Modelling the competition for nitrogen between plants and microflora as a function of soil heterogeneity

Plant–microbe competition for inorganic N is a common phenomenon in soils, and the traditional view is that microorganisms are much stronger competitors than are plant roots. We challenged this view, hypothesizing that the balance between the two competitors is strongly dependent on the spatial heterogeneity of the soil. We constructed a model to explore this hypothesis. The model was structured to simulate a laboratory experiment where N-limited plants were grown in a soil containing two types of microbial “hotspots”; with high potential for either net N-immobilization (straw particles) or net N mineralization (clover particles). In this experiment (Wang and Bakken, 1997), plant roots appeared to compete successfully with microorganisms for inorganic N, and their competitiveness depended strongly on the distance (3, 6, 9 or 12 mm) between the layers of straw and clover material. Most model parameters were taken from the literature, whilst some parameters were estimated by least square model optimization using selected treatments within the experiment. The parameterized model was then statistically evaluated against treatments not used in the parameterization. The model efficiently simulated the observed transient inorganic N accumulation in unplanted soil and its dependency on distance between hotspots (modelling efficiency, EF=0.611). It also captured very well the plant N uptake and its dependency of the distance between hotspots (EF=0.860).
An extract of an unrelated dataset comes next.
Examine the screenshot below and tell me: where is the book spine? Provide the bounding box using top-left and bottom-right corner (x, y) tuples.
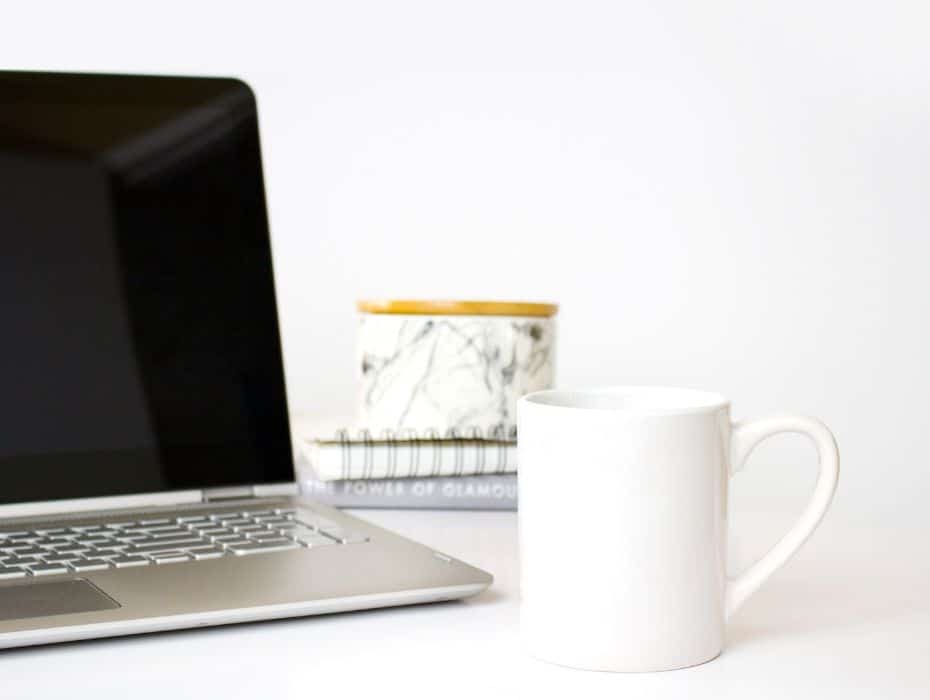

The modelling exercise underscored the importance of soil heterogeneity in determining the outcome of the competition between plant roots and microorganisms for inorganic N in soil. Spatial segregation of hotspots with net N-immobilization and net N mineralization is likely to be the rule rather than the exception in natural soils. This has a profound impact on the N dynamics of soil plant systems, and it should be taken into account for the interpretation of experiments (such as 15N pool dilution experiments) as well as in general models for the C and N dynamics of soil–plant systems.